Chapter 3: Tolerating outages with YugabyteDB

YugaPlus - Weathering Storms in the Cloud

One busy evening, the YugaPlus team was caught off-guard by a service outage. The streaming platform had gone down, and customers started voicing their frustrations on social media. In minutes, the team pinpointed that there was a major incident in a cloud region that hosted their database instance. The YugabyteDB cluster was deployed across three availability zones of the region, but that was not enough this time. The whole region was down disrupting the availability of the database and entire streaming platform.

Eventually, four hours later the cloud provider restored the failed region and the YugaPlus streaming platform was live again. After this incident the YugaPlus team decided to migrate to a multi-region architecture that would help them to tolerate all sorts of possible outages in the future...

In this chapter, you'll learn how to do the following:

  • Set up and start a YugabyteDB cluster that spans multiple regions.
  • Work with the YugabyteDB smart driver to route requests automatically and handle failovers.

Prerequisites

You need to complete Chapter 2 of the tutorial before proceeding to this one.

Simulate an outage

Right now, your YugaPlus movie recommendation service runs on a 3-node YugabyteDB cluster.
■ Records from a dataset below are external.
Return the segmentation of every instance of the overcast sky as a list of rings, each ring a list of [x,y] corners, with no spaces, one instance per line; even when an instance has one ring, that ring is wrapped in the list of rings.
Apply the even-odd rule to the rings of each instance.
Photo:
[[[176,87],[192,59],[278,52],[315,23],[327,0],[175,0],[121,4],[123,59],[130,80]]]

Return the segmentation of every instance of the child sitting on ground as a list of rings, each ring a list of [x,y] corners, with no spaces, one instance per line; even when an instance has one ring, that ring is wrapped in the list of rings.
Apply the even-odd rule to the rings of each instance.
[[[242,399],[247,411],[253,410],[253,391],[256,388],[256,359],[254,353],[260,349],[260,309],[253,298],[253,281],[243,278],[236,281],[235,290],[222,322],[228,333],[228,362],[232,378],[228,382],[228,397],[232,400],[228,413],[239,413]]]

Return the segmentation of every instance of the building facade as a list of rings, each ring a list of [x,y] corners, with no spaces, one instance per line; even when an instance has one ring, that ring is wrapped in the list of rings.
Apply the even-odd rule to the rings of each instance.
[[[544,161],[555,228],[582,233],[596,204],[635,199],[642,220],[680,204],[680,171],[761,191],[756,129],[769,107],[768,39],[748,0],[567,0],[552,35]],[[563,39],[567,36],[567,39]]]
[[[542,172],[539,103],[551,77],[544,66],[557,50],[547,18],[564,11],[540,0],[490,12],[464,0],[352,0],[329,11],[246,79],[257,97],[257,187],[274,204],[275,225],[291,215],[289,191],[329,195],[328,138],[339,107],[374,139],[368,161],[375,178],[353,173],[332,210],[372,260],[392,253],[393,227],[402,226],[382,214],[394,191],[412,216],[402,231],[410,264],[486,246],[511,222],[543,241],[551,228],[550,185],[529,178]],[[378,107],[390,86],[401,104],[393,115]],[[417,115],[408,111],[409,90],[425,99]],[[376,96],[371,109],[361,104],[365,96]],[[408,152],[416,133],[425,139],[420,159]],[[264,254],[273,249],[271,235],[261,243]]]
This setup, with a replication factor of 3 (RF=3), means you can have one database node go down with no disruption to your application workload.

To see how this works, let's simulate an outage by stopping the first database node (yugabytedb-node1):

  1. Connect to yugabytedb-node1 and get the total number of movies in the database:

    docker exec -it yugabytedb-node1 bin/ysqlsh -h yugabytedb-node1 \
        -c 'select count(*) from movie'
    
     count
    -------
    2835
    (1 row)
    
  2. Stop the node and remove its container:

    docker stop yugabytedb-node1
    docker rm yugabytedb-node1
    
  3. Query the total number of movies one more time by sending the same request but to the second node (yugabytedb-node2)

    docker exec -it yugabytedb-node2 bin/ysqlsh -h yugabytedb-node2 \
        -c 'select count(*) from movie'
    

    The output will be the same:

     count
    -------
    2835
    (1 row)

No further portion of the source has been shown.